Le procès de Netanyahu est largement considéré comme susceptible de s’éterniser pendant deux ou trois ans au moins. Si l’on en croit les événements de ces derniers jours, ce sera une période de frictions dangereuses pour Israël, avec non seulement le Premier ministre du pays en procès, mais aussi son système judiciaire, et la capacité d’une société profondément en désaccord sur la légitimité de son procès à maîtriser ses divisions.

Le procureur général Avichai Mandelblit s’exprime lors de la 17e conférence annuelle de Jérusalem du groupe « Besheva », le 24 février 2020. (Olivier Fitoussi/Flash90)

Netanyahu a passé plus de deux ans non seulement à contester âprement les allégations, mais aussi à affirmer vigoureusement que les accusations portées contre lui sont un coup monté, une tentative de coup d’État politique par l’opposition, les médias, la police et les procureurs. Aujourd’hui, le procureur général Avichai Mandelblit, qui a été nommé par Netanyahu et l’a inculpé, fait lui-même l’objet d’un contrôle sans précédent, un ministre nouvellement nommé le qualifiant de « criminel présumé » ; le président de la coalition du Likud, Miki Zohar, a déclaré qu’une condamnation de Netanyahu serait « la plus grande injustice de l’histoire israélienne » ; et le fils du Premier ministre invoque l’affaire Dreyfus. Entre-temps, les services de sécurité ont jugé nécessaire de renforcer la sécurité autour des juges du tribunal de district de Jérusalem qui instruisent l’affaire.
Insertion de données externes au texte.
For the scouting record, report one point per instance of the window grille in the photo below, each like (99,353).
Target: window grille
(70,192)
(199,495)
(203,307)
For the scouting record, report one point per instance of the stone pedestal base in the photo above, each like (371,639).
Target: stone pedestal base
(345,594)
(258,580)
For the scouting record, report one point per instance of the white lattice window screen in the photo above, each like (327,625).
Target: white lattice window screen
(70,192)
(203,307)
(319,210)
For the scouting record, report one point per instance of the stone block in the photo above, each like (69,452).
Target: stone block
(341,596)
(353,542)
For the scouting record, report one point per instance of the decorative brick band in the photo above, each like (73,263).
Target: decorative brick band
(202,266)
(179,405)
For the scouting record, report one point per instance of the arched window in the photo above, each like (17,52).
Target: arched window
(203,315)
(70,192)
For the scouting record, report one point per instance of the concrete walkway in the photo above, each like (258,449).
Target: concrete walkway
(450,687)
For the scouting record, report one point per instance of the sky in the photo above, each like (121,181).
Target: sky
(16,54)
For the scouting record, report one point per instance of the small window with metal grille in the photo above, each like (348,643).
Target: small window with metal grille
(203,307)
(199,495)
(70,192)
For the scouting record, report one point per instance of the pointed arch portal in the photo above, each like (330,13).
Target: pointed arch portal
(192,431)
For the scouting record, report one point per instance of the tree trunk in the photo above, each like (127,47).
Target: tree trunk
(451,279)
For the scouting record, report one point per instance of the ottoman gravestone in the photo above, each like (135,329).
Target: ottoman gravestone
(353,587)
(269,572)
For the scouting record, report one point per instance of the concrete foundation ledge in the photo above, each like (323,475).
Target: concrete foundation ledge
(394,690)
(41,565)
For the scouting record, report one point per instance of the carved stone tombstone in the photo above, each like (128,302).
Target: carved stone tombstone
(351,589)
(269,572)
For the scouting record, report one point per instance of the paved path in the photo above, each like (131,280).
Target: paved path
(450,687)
Les juges Moshe Bar-Am, Rebecca Friedman-Feldman et Oded Shaham, de gauche à droite. (Ministère de la Justice)

Mais à partir de dimanche, ce sont les décisions de trois personnes seulement – les juges du tribunal de district de Jérusalem Rebecca Friedman-Feldman, Moshe Bar-Am et Oded Shaham – qui détermineront la voie à suivre pour Netanyahu, son avenir politique, sa réputation, sa place dans l’histoire. À moins que ou jusqu’à ce qu’il soit en mesure de rassembler les forces politiques, et donc le pouvoir législatif, que Berlusconi s’est montré capable de mobiliser au moins temporairement.

Netanyahu, clamant son innocence et fulminant contre ses accusateurs, a gardé avec lui suffisamment de l’électorat pour rester Premier ministre malgré tous ses ennuis judiciaires. Mais, jusqu’à présent, il n’a pas été en mesure d’obtenir un soutien politique suffisant pour promulguer une législation visant à rétablir l’équilibre des pouvoirs entre l’échelon politique et le pouvoir judiciaire et, entre autres amendements souvent débattus, à rendre un Premier ministre exempt de poursuites pendant son mandat.

Et ainsi, le sort de Benjamin Netanyahu, et avec lui celui de la direction que prendra Israël dans un avenir proche, repose sur les juges de Jérusalem.